SSH Tunneling : Remote Forwarding

Dheeraj kumar
2 min readJun 12, 2021

The process of accessing the INTERNAL server through a public server or local system is known as SSH TUNNELLING: REMOTE FORWARDING

These are some configurations that need to be changed on both the server and client-side.

On Server Side ( Internal VM ):

Change these variables in this file : FILE=/etc/ssh/sshd_config

AllowTcpForwarding remote

GatewayPorts yes

2. Save it and run this command to restart your ssh service.

sudo systemctl restart ssh

3. RUN this command to create a ssh tunnel.

nohup ssh -nNv -R 8002:localhost:22 admin@abc.com &

Command breakup :

nohup, & : to run this process in background

ssh: secure shell

-nN : to not allocate a tty( terminal ) and only do the port forwarding.

-v : verbose ( detailed output )

-R : Specifies that the given port of the remote server host is to be forwarded to the given host and port on the local side.

8002 : Client-side port on which ssh connection will be establish.

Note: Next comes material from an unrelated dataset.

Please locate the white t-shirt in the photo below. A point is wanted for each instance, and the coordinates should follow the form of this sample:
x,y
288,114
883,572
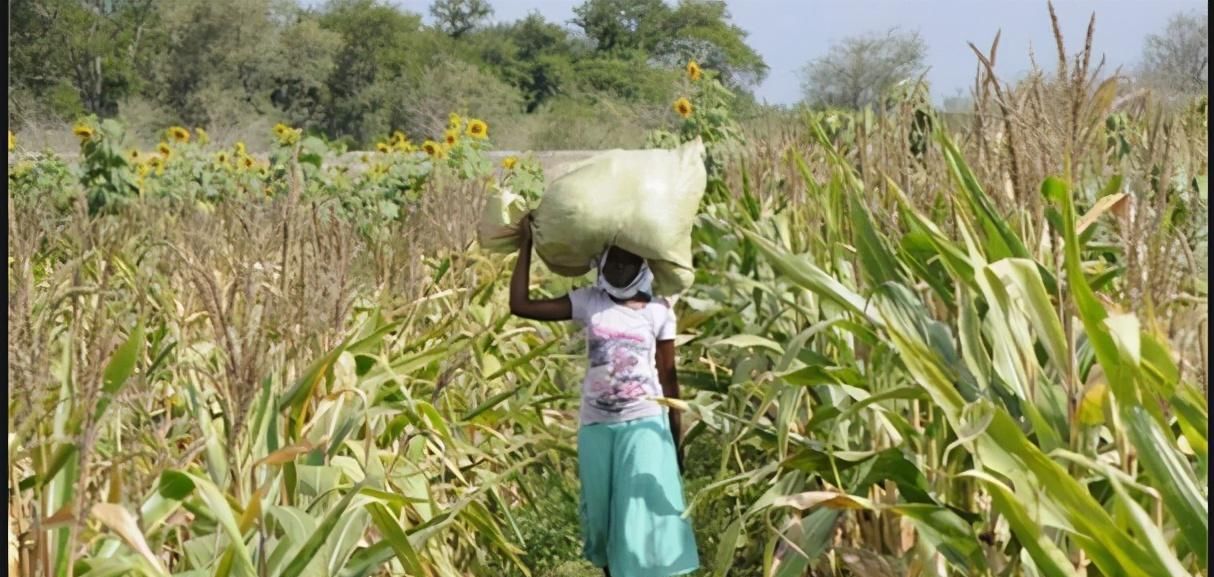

22 : server side port ( ssh )

admin@abc.com: Azure Vm USERNAME@HOST-DNS

On Client side ( Azure Vm ):

Change these variables in this file : FILE=/etc/ssh/sshd_config

AllowAgentForwarding yes

AllowTcpForwarding yes

AllowStreamLocalForwarding yes

GatewayPorts yes

X11Forwarding yes

2. Save it and run this command.

sudo systemctl restart ssh

3. Open a terminal and type:

ssh server_username@localhost:8002

It will prompt you for a password, Enter the server VM password & enjoy SSH tunnelling.

Security Constraint:

Port 22 needs to be opened on your Azure vm publicly, so that the Internal vm can establish a connection with your Azure VM, and opening port 22,3389 publicly is not recommendable as this makes our Azure VM’s more vulnerable to attack. I tried restricting port access only on Internal VM public IP but that didn’t work because the INTERNAL VM runs behind a VPN (proxy network) and that is unknown by the Azure Public Cloud so it fails.

Limitation & workaround:

Through this process you will be only able to connect to terminal, so let say if you want to check other services like frontend & backend (running on some port), then you need to open another tunnel,

ex: nohup ssh -nNv -R 8010:localhost:8000 dtdevops@dt-devops.westeurope.cloudapp.azure.com &

8000: server port

8010: Azure VM port

Now you will be able to access 8000 port of your server on you Azure vm (8010 port).

https:// Internal-vm-host-ip:8000 = https://abc.com:8010

In this way you can create “n” number of tunnels.